Ethiopia’s financial program has undergone its fourth review by the IMF board

The executive board of the International Monetary Fund finalized its latest review of Ethiopia’s current financial program on Friday, as stated by the fund, a decision that will result in the disbursement of approximately $261 million to the government.

The East African nation finalized its $3.4 billion lending program with the IMF in 2024, as part of an extensive economic reforms package that also encompasses a comprehensive restructuring of its external debt.

The IMF stated, “It is crucial to sustain reform momentum in order to solidify achievements and foster growth and poverty alleviation in the medium term.” The fund’s staff and the government finalized an agreement on the review, the fourth under the program, last month.

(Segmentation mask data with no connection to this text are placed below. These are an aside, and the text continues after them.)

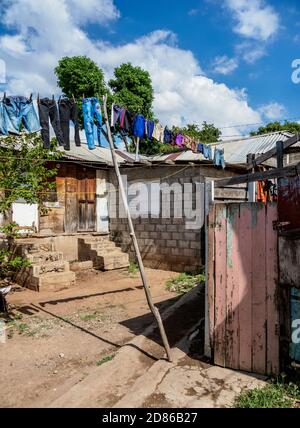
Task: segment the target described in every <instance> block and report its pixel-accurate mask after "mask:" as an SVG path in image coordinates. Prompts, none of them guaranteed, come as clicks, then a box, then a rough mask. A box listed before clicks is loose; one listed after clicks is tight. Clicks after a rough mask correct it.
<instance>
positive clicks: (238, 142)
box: [214, 132, 299, 164]
mask: <svg viewBox="0 0 300 428" xmlns="http://www.w3.org/2000/svg"><path fill="white" fill-rule="evenodd" d="M292 136H293V134H291V133H290V132H273V133H270V134H265V135H258V136H255V137H247V138H241V139H238V140H232V141H226V142H225V141H224V142H222V143H219V144H216V145H214V147H215V148H218V149H224V153H225V161H226V162H227V163H231V164H243V163H246V162H247V155H249V154H250V153H252V154H255V155H262V154H264V153H266V152H268V151H269V150H271V149H273V148H274V147H275V146H276V143H277V141H286V140H288V139H289V138H291V137H292ZM298 144H299V143H298ZM298 144H297V145H298ZM297 145H295V146H297Z"/></svg>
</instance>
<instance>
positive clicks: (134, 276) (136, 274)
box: [128, 262, 139, 277]
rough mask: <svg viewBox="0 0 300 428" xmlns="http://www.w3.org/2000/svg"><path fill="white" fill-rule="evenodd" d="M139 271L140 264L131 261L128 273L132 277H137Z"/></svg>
mask: <svg viewBox="0 0 300 428" xmlns="http://www.w3.org/2000/svg"><path fill="white" fill-rule="evenodd" d="M138 272H139V266H138V264H137V263H136V262H130V265H129V268H128V273H129V275H130V276H131V277H135V276H137V274H138Z"/></svg>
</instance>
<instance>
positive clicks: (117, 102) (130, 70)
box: [109, 63, 154, 119]
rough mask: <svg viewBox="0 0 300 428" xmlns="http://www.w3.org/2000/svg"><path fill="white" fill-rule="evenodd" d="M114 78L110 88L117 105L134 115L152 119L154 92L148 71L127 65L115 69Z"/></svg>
mask: <svg viewBox="0 0 300 428" xmlns="http://www.w3.org/2000/svg"><path fill="white" fill-rule="evenodd" d="M114 76H115V77H114V79H111V80H110V81H109V86H110V88H111V89H112V91H113V97H114V101H115V103H116V104H119V105H120V106H121V107H124V108H127V109H128V110H130V111H132V112H133V113H137V114H142V115H144V116H145V117H146V118H147V119H150V118H152V117H153V112H152V104H153V100H154V92H153V86H152V81H151V77H150V74H149V73H148V71H145V70H143V69H142V68H140V67H134V66H133V65H132V64H131V63H126V64H122V65H120V67H117V68H116V69H115V71H114Z"/></svg>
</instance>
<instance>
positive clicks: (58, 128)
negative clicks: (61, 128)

It emphasized that keeping strict monetary conditions is crucial for supporting disinflation.

This month, the government in Addis Ababa announced that it had come to a preliminary agreement with a group of bondholders regarding the restructuring of its sole $1 billion international bond following negotiations. Approval from the IMF and bilateral creditors is necessary for the deal.

The initial agreement signifies a crucial advancement in Ethiopia’s efforts to achieve debt sustainability, according to the IMF on Thursday. “IMF staff are evaluating the alignment of the agreement with the goals and parameters of the IMF-supported program,” stated Julie Kozack, the Fund’s head of communications.

The East African nation defaulted on its Eurobond two years ago after choosing to restructure its external debt under the G20’s Common Framework initiative, which mandates equal treatment of all creditors during a restructuring process.

In July of the previous year, it finalized a restructuring agreement with its bilateral creditors aimed at delivering cash flow relief exceeding $3.5 billion.